These guys won't be deterred from their quarterly mentality and over-filled belly rubbing, even if the planet must be sacrificed in the process. That is why they must be retired quickly. (The Spirit of Cairo is an unconscious manifestation of this pressing fact.)
We have no more than 20 years to embark on an entirely different national and international path to begin to reverse the damage that an ultra-greedy handful of conscience-less capitalists have created for the world's billions of good people. We can no longer afford to be run by Bill Gates, the Kochs, the Broads, the Waltons and the other worshippers of either total economic control or death. We will not accept their acceptance of death as the only alternative to corporate totalitarianism. It is time to join the recovery and renewal or go the way of the other dinosaurs:
Reported by Ezra Klein at WaPo:
There are disasters we can’t see coming, and then there are disasters we refuse to see coming. That an earthquake (and tsunami) of biblical proportions would crack open nuclear power plants along the coast of Japan is the sort of catastrophe that’s very difficult to predict. On the other hand, the consequences of a large increase in the volume of greenhouse gases in the atmosphere are not hard to predict. The precise effects of climate change may be uncertain -- though that does not make them any less dire -- but we know, in a rough way, what will happen: the earth will warm. In fact, it’s already warming. Has been for decades. You can see it clear as day on any graph of global temperatures. You can see it in the record books, too: Of the 10 hottest years on record, nine were in the Aughts, and the last was in 1998.
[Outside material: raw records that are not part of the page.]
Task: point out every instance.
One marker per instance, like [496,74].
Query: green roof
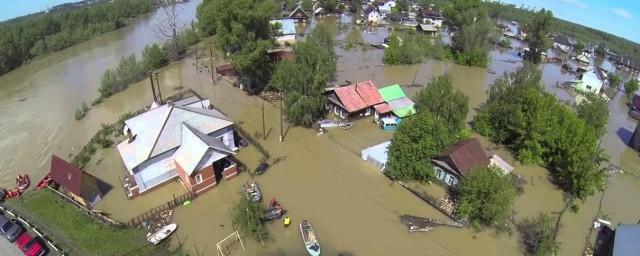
[391,92]
[404,112]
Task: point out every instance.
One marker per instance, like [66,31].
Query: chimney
[130,135]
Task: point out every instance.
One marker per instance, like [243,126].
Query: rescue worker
[287,221]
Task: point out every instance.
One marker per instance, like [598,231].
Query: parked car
[35,247]
[22,240]
[11,230]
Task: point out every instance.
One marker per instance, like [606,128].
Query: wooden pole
[264,135]
[159,91]
[153,88]
[281,131]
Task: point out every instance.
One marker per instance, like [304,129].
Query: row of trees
[579,32]
[242,31]
[541,130]
[32,36]
[304,79]
[413,49]
[473,32]
[131,70]
[438,124]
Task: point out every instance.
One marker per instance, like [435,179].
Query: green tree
[631,86]
[304,79]
[595,112]
[541,130]
[418,138]
[246,216]
[536,37]
[443,102]
[153,57]
[614,80]
[244,32]
[537,236]
[472,39]
[486,196]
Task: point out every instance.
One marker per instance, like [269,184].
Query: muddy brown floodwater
[354,208]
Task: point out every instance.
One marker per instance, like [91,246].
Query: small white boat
[310,239]
[161,234]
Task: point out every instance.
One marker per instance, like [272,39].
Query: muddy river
[354,208]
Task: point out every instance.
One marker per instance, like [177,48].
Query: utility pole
[281,131]
[264,135]
[153,88]
[211,61]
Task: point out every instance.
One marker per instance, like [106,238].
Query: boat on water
[164,232]
[253,192]
[309,238]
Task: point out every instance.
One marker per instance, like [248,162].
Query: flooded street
[38,100]
[354,208]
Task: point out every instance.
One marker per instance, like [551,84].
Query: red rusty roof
[382,108]
[467,155]
[359,96]
[71,178]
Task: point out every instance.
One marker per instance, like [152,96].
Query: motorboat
[164,232]
[309,238]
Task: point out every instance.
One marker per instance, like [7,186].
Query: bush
[82,111]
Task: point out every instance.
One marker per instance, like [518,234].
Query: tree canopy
[541,130]
[473,32]
[537,38]
[304,79]
[537,236]
[243,31]
[28,37]
[438,124]
[486,196]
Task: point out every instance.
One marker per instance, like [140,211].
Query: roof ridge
[157,137]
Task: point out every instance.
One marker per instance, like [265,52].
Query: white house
[184,140]
[386,7]
[372,15]
[287,31]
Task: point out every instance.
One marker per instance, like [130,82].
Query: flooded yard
[354,208]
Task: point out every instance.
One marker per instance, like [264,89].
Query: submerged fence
[156,211]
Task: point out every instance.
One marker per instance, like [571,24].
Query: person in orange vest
[287,221]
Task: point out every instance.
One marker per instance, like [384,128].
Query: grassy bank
[83,232]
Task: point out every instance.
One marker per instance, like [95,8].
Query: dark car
[11,230]
[35,247]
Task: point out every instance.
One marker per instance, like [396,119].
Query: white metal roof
[159,130]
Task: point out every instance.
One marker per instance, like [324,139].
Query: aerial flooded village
[320,127]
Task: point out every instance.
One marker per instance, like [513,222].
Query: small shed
[299,15]
[377,155]
[83,187]
[626,240]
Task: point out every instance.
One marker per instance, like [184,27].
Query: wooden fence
[156,211]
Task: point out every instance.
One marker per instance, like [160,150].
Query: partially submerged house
[377,155]
[356,100]
[299,15]
[457,161]
[79,185]
[193,143]
[428,29]
[372,15]
[590,82]
[396,103]
[563,43]
[430,17]
[286,33]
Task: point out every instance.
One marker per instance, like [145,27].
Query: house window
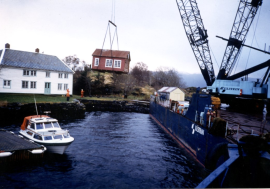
[30,72]
[59,86]
[25,72]
[65,86]
[33,73]
[96,61]
[117,63]
[7,84]
[25,84]
[108,63]
[33,85]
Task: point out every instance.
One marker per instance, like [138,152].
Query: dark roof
[32,60]
[111,53]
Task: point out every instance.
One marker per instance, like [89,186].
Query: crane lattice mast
[246,12]
[197,36]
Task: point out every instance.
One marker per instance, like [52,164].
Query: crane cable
[253,37]
[213,55]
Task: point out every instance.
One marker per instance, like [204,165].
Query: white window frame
[48,74]
[96,62]
[59,86]
[115,62]
[60,75]
[110,61]
[33,73]
[27,83]
[35,84]
[30,73]
[7,84]
[65,86]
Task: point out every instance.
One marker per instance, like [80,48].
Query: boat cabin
[111,60]
[42,127]
[172,93]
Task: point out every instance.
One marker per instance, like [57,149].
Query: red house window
[108,63]
[117,63]
[96,61]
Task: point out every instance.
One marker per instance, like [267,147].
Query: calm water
[111,150]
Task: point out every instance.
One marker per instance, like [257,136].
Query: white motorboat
[46,131]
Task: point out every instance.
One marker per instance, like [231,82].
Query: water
[111,150]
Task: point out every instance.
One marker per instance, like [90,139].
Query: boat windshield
[56,124]
[57,137]
[48,125]
[38,137]
[47,137]
[39,126]
[66,135]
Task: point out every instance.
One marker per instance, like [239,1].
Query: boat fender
[218,155]
[253,144]
[218,127]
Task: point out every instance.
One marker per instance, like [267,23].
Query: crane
[244,17]
[197,36]
[225,86]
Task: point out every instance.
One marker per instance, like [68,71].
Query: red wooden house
[111,60]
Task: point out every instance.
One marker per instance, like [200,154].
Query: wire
[253,37]
[213,55]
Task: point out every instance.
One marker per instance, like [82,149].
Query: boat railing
[54,132]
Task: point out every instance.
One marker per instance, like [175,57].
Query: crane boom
[197,36]
[246,12]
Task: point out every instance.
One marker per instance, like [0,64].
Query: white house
[33,72]
[173,93]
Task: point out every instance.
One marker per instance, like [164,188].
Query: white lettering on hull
[197,129]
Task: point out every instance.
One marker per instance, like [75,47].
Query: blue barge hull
[192,135]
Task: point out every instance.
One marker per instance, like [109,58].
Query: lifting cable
[111,22]
[253,36]
[213,55]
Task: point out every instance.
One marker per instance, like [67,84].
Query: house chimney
[7,46]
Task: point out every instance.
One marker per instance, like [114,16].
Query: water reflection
[111,150]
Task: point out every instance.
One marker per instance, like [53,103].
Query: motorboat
[46,131]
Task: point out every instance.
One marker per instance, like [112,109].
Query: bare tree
[74,63]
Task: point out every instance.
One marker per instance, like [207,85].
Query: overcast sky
[151,30]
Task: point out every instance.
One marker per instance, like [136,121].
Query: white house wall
[16,77]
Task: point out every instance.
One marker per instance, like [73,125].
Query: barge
[233,160]
[206,142]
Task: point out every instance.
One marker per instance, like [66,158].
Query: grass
[40,98]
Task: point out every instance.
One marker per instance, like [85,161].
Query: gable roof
[168,89]
[111,53]
[33,60]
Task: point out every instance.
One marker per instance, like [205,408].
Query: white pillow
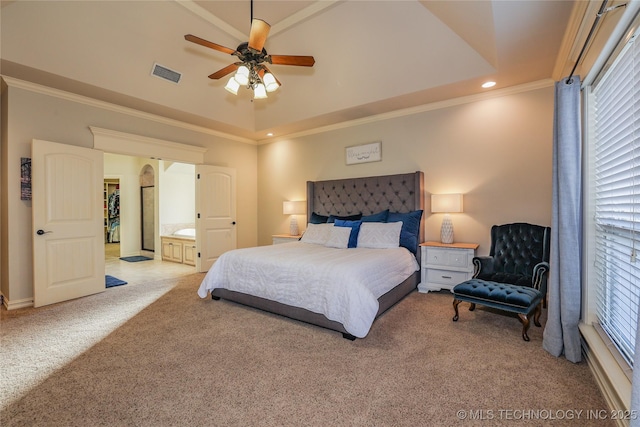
[317,233]
[379,235]
[339,237]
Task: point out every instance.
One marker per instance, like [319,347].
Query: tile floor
[143,271]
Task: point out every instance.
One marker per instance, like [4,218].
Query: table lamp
[294,208]
[447,204]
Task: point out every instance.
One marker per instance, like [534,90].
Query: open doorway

This is a disaster, however, that we refuse to see coming. On Monday, the House Energy and Commerce Committee marked up Republican-backed legislation to bar the Environmental Protection Agency from regulating greenhouse gases. Democrats proposed a series of amendments that simply admitted the reality of global warming -- they didn’t require regulation or a carbon tax. Just an admission of the state of the science. Rep. Diana DeGette’s amendment was particularly careful in its language: “’The scientific evidence is compelling’ that elevated concentrations of greenhouse gases resulting from anthropogenic emissions ‘are the root cause of recently observed climate change,’” it read. Not one of the 31 Republicans on the committee voted for it, or any of the amendments. Not one. Confronted by one of the most significant threats our planet faces, the 31 House Republicans charged with coordinating America’s response refused to even admit the underlying facts. “I would say it’s not settled,” said Rep. Joe Barton.
So much of what goes wrong on the planet seems unjust. Humans are not to blame for the impersonal whims of tectonic plates, but they nevertheless suffer greatly for them. Global warming, however, is oddly fair: it is a consequence of actions we know that we’re taking, we have been warned of it long in advance and, if are willing to cooperate among nations and marshal our resources and make some hard decisions, we have the tools at our disposal to mount a credible response. But it looks like we will refuse. Which actually is unfair, as those who will pay for our inaction will not be those who made the decision not to act. They’ll be our descendants, and disproportionately the residents of poorer nations that never emitted many greenhouse gases to begin with. For them, the question will be long-since settled. But it will also be much too late.